It's been fifteen years since the deadly fire at The Station nightclub in West Warwick, Rhode Island.
The club went up in flames due to a pyrotechnics malfunction during a rock concert that killed 100 people and injured 200.
Now, some families of those who lost their lives in that fire would like to see more small businesses using sprinkler systems to save lives.
Those families are pushing for a bill that would allow small businesses who are not mandated to install sprinklers to deduct the cost of sprinklers when filing their taxes.
There were no working sprinklers in The Station nightclub at the time of the fire.
After the fire the National Fire Protection Association enacted tough new code provisions for fire sprinklers and crowd management in nightclub type venues.
Keith Makarowski is the General Manager and Co-Owner of Theodore's Blues, Booze, and Barbecue Restaurant and Bar in downtown Springfield.
"After that terrible fire, the local fire departments went around to make sure something like that couldn't happen anywhere else," said Makarowski.
He told Western Mass News Theodore's already had sprinklers in place before the Rhode Island nightclub fire.
"We also put panic bars on the doors to make sure anyone could get out in an emergency and training classes for emergency exits to the staff so that in any emergency the guest is the top priority," he added.
Sprinkler systems are costly, and the family's hope that a tax incentive would be a catalyst for more sprinklers being installed.
"Sprinklers are a huge expense and I know a lot of small businesses and bigger businesses don't have that kind of money.
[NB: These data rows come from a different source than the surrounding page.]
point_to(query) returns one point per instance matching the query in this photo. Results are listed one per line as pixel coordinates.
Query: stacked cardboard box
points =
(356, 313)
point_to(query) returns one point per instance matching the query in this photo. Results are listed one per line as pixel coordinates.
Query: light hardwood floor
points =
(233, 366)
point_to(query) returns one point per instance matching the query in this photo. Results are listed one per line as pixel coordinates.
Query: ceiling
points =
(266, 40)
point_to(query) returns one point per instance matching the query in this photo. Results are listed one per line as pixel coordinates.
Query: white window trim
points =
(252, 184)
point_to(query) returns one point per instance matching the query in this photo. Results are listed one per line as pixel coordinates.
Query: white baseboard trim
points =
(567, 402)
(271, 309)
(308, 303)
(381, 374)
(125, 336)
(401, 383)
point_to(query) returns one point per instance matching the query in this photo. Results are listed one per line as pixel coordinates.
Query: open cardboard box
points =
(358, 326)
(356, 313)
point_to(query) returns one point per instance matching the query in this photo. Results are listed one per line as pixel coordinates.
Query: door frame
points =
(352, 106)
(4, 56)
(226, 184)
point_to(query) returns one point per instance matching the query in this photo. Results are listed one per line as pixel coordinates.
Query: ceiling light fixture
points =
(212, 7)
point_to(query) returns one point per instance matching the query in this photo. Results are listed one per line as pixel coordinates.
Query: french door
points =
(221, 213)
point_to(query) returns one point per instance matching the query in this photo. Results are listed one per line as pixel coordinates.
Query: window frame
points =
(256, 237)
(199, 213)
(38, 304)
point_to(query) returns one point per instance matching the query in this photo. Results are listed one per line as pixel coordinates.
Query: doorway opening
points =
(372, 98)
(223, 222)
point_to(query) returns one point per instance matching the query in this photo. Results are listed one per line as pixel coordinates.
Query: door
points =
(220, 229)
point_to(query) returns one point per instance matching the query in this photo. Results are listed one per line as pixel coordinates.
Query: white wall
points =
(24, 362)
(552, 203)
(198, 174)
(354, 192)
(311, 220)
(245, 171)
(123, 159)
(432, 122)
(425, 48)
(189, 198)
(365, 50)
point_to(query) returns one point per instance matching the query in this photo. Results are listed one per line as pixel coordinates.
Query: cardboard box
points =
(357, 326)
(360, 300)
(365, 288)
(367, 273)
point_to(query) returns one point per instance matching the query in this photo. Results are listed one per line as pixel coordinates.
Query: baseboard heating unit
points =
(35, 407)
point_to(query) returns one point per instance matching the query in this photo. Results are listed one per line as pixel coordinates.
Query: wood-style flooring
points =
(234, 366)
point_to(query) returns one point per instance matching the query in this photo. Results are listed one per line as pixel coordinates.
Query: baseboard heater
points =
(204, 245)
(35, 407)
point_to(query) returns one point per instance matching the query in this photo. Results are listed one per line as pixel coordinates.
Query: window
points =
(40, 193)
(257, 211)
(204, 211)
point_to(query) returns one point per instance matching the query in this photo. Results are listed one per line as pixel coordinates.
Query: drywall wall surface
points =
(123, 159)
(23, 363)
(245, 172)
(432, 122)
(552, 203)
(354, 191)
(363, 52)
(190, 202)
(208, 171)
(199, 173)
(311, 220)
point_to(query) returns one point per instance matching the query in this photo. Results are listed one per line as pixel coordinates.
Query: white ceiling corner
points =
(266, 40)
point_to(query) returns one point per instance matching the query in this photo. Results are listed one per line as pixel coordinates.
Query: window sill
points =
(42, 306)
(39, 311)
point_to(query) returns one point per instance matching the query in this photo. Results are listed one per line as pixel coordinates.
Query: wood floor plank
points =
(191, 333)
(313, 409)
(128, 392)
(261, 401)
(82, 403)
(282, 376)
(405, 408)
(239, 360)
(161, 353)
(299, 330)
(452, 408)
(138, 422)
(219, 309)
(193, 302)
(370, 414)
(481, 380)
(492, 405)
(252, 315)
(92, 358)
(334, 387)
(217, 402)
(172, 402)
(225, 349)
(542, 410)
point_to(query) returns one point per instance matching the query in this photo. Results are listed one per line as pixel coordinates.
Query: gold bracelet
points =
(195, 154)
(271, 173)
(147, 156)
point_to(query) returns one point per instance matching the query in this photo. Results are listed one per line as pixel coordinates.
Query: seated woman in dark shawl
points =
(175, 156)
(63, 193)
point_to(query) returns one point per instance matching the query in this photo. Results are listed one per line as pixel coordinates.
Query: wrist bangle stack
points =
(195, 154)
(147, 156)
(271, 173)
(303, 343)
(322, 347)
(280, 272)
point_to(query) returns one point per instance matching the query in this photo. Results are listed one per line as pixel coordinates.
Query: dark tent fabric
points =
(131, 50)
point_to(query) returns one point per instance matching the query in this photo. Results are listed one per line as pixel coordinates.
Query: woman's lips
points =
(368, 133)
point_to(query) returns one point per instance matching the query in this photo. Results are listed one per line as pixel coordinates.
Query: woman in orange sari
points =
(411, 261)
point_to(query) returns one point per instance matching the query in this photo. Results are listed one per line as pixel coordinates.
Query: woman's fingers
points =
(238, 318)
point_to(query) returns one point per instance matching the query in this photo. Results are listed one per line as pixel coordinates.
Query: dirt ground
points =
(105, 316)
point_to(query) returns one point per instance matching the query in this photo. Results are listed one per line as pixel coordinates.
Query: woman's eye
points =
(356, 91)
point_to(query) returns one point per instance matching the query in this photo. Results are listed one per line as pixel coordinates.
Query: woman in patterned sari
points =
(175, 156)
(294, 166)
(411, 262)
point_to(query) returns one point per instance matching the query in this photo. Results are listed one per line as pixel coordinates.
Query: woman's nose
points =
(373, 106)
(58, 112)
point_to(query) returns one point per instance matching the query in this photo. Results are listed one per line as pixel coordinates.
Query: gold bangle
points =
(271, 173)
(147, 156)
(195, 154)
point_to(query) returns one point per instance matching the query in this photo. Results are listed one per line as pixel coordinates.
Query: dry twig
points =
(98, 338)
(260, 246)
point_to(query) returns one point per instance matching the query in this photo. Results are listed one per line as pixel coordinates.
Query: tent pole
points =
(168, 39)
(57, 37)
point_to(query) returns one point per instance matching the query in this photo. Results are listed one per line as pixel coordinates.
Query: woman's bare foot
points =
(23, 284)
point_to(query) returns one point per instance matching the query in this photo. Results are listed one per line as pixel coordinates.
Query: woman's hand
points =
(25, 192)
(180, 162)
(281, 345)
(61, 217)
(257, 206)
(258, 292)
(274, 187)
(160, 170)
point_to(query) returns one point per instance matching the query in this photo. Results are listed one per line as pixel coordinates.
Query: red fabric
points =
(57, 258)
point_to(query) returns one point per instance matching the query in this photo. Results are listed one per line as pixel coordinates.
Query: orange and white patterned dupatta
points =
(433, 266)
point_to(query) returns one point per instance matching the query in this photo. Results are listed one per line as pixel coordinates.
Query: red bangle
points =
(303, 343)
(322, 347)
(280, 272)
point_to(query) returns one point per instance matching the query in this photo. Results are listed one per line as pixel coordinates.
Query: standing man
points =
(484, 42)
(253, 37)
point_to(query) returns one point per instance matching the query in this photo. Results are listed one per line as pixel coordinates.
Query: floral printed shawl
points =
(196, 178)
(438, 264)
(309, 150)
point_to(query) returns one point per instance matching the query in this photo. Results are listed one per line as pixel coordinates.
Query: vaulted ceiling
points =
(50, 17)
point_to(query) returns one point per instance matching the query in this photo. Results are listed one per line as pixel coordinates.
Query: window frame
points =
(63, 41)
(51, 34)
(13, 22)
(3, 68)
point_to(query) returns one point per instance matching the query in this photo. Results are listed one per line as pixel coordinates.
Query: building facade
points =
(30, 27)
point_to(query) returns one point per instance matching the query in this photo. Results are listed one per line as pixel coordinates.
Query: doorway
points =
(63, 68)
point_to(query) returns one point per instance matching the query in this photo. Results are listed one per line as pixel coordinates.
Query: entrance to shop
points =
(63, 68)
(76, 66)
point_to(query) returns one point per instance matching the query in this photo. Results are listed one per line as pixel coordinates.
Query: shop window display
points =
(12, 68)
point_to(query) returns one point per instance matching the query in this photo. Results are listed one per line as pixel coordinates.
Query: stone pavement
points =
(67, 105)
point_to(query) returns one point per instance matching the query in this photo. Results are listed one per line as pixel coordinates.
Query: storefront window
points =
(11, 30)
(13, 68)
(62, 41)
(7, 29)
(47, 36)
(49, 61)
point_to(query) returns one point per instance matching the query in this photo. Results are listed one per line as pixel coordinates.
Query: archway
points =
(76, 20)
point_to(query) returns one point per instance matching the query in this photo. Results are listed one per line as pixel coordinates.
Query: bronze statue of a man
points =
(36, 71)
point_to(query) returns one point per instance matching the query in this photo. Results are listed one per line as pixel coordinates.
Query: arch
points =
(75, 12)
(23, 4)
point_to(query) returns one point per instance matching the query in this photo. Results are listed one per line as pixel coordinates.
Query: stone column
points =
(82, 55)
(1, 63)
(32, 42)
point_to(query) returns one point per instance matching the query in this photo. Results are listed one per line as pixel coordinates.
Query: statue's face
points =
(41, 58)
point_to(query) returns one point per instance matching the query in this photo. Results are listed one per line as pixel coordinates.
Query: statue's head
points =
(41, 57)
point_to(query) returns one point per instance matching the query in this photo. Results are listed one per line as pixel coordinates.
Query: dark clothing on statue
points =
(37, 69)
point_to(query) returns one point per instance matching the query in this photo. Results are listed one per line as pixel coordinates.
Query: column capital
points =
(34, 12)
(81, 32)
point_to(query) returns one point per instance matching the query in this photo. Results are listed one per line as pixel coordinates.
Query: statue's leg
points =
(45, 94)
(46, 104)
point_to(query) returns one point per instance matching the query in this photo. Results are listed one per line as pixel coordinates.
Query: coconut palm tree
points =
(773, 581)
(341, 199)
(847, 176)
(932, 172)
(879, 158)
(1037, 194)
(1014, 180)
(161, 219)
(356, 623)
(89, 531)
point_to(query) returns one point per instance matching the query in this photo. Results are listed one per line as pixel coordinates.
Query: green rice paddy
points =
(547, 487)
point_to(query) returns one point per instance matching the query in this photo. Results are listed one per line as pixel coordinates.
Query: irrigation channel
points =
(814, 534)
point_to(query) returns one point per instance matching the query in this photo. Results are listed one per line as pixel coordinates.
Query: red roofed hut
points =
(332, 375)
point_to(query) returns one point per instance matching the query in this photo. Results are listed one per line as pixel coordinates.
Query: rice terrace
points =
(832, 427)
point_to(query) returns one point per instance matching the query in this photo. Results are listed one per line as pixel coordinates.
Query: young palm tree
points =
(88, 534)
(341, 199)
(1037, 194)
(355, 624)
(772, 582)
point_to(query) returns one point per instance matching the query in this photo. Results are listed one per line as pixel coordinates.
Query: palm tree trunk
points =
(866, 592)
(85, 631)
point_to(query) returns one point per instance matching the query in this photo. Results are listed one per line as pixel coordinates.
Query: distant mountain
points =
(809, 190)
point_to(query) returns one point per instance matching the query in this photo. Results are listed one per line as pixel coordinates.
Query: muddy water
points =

Saving lives is a big return, but if there's a tax incentive that's a huge help top a lot of places," Markarowski noted.
Currently in Massachusetts, sprinklers are required for any commercial structure larger than 7,500 square feet, for night clubs with a certificate of occupancy for more than 100 people, and for a commercial residential properties of three or more families.
"The sprinklers are such an important issue in an occupancy like that because if a small fire breaks out and it's unchecked," said Springfield Fire Commissioner Bernard Calvi.
"They save lives, they say property and they save a lot of damage," Calvi continued.
The provisions of the legislation is for small businesses to write off the full cost of sprinkler purchases under section 179 of the tax code up to a cap of $1 million in each year of expense.